I rescued Punkin from the Bluegrass Stockyards on October 30, 1992, the day he was born. I didn't know anything about sheep and didn't even know I liked sheep, but I didn't want something bad to happen to him, so I picked him up.

He lived in my bathroom for several weeks and was the sickest little lamb you'd ever seen. I'm not sure how many of his 9 lives he used up, but I think even his vet was surprised he made it. He did make it though and eventually moved out to the barn, but for the next 12 years, I could stick my head out the back door and call his name and he'd holler back to me.

In the beginning I just gave his wool to the shearer each spring.Then some friends suggested that I find someone to spin it and knit a sweater.I didn't know how to knit, but figured I could learn that, but knew I'd never figure out the spinning part, so was lucky to find a local spinner who was willing to help. She spun the yarn and I somehow got a sweater made.

Of course, I had so much fun knitting his sweater, I began to wonder if maybe I could learn to spin. Next thing I knew I had a spinning wheel, a bag of practice wool and lots of new friends who were happy to help me get started.  That's the nicest thing about the fiber world. You meet so many extremely talented spinners, knitters, weavers, crocheters, felters...and they are some of the nicest folks you'll ever get to know. I now have sheep friends all over the world.

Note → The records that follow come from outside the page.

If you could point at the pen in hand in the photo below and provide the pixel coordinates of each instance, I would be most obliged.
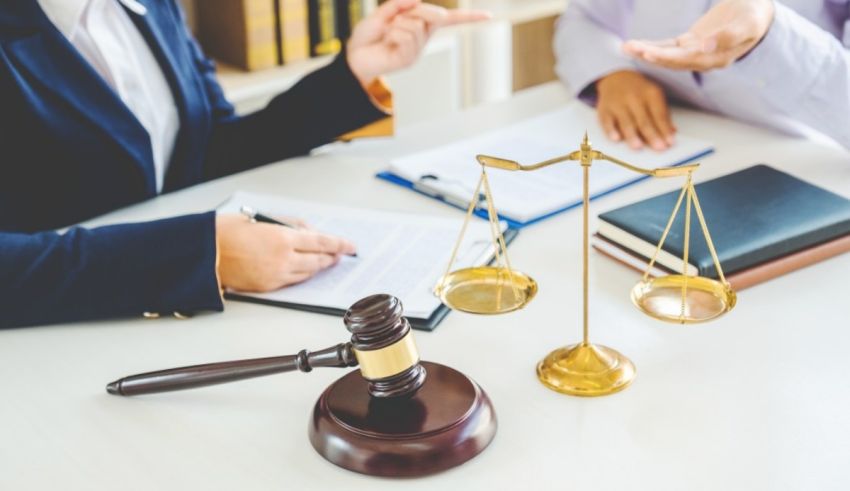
(261, 218)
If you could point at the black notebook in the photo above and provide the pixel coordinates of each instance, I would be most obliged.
(754, 216)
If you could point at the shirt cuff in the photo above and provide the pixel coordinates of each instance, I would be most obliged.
(382, 98)
(788, 60)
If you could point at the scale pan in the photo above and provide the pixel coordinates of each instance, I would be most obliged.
(486, 290)
(705, 298)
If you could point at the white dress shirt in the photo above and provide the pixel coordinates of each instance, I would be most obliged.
(104, 34)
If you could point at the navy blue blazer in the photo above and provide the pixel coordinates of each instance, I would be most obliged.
(70, 150)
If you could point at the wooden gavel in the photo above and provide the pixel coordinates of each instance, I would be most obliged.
(381, 344)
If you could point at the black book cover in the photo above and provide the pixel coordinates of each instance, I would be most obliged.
(753, 215)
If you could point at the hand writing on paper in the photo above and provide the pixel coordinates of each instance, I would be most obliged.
(726, 33)
(260, 257)
(634, 109)
(392, 37)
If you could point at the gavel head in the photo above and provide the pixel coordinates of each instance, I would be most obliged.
(383, 344)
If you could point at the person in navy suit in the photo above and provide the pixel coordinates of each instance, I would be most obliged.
(105, 103)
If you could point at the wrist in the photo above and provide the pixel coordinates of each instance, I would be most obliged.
(357, 68)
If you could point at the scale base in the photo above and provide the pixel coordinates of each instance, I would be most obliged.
(586, 370)
(447, 422)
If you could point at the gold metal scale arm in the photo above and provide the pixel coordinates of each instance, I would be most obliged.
(586, 369)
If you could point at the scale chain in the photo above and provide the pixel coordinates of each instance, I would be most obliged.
(472, 202)
(496, 231)
(666, 232)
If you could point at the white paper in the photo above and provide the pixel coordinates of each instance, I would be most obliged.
(524, 196)
(397, 253)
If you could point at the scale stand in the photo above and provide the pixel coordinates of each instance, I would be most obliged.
(587, 369)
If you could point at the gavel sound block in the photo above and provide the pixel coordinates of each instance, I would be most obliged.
(395, 417)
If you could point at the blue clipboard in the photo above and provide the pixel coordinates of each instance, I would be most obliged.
(481, 211)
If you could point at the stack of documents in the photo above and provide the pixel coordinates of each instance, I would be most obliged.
(401, 254)
(450, 173)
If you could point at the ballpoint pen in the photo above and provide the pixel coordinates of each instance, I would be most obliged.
(254, 215)
(259, 217)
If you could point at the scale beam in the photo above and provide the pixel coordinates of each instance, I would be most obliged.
(585, 368)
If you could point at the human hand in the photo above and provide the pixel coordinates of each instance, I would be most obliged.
(259, 257)
(392, 37)
(727, 32)
(633, 108)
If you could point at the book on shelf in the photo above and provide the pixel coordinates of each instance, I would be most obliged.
(293, 30)
(763, 223)
(240, 32)
(349, 13)
(324, 39)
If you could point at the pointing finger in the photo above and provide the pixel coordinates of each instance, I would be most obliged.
(388, 10)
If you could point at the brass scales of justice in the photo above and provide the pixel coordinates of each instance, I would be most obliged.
(587, 369)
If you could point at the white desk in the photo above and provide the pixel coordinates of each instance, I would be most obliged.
(759, 400)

So, we added sheep friends, then we added more sheep.  We acquired five Jacob sheep from Indiana. And then two more, including a ram, from Kentucky. Soon came the lambs.  Add a few more Jacobs from West Virginia, a couple Border Cheviots from Paris (Kentucky ;-), some Cotswolds and beautifully colored crossbreds from Nistock Farms and an interesting collection of bottle lambs.  

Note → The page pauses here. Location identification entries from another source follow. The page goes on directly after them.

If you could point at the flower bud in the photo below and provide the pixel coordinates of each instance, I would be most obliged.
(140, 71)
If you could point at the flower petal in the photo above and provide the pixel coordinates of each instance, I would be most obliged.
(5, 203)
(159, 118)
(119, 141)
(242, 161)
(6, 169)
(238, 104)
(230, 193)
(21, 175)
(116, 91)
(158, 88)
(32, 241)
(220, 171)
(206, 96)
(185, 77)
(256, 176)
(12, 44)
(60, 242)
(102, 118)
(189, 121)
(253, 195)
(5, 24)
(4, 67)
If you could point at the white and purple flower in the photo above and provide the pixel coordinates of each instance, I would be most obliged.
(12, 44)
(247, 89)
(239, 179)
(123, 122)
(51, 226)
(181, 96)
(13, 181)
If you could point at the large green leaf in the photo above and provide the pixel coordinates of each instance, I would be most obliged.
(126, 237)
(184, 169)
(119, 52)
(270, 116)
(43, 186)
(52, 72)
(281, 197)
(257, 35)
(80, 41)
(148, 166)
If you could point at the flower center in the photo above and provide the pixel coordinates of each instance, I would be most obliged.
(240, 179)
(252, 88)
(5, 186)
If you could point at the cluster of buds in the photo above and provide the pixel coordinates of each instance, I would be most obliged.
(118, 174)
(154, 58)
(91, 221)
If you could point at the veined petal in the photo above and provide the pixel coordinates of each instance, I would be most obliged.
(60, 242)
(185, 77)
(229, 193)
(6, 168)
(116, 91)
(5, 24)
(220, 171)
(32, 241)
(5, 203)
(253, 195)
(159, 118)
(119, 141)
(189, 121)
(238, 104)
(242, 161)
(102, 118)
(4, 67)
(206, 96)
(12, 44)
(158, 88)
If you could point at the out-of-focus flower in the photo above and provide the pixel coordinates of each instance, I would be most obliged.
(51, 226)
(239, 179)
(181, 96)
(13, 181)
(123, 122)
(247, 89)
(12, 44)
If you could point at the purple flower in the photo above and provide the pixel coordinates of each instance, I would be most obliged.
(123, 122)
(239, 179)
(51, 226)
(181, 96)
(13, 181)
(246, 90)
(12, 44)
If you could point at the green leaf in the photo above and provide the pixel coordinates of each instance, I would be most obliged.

Aside from being a wonderful companion to us all, Punkin participated in parades, worked with local school groups and helped teach us all the true meaning of peace and compassion towards animals.  He was also the inspiration for the now internationally recognized Hug a Sheep Day.  I think he'd be proud of what he started.

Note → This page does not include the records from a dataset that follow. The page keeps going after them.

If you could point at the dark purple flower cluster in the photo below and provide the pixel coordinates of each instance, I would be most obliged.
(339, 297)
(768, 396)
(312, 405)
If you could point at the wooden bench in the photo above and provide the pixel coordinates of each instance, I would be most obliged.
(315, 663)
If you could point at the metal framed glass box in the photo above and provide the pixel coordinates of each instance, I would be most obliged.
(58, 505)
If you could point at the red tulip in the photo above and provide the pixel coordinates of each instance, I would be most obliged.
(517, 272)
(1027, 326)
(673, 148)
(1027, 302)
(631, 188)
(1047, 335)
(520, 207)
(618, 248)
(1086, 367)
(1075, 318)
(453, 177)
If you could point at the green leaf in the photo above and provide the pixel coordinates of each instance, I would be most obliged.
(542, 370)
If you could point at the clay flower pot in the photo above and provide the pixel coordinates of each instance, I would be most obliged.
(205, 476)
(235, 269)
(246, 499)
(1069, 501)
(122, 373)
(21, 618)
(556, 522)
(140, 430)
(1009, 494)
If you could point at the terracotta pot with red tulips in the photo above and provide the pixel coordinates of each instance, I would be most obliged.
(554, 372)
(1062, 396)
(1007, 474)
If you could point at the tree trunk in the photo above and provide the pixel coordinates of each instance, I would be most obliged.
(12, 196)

Follow his "label" on the main page for more pictures and stories.


April Obersteiner said...

Oh, so Punkin started it ALL ~ thanks Punkin ! Your story is very heart warming. I can just hear ewe calling now... all the way down from the Big Barn in the sky. xo

Andrea Ostapovitch said...

What a wonderful, little story. Yes, I agree, Punkin would be a very proud and happy sheep if he could see his legacy today.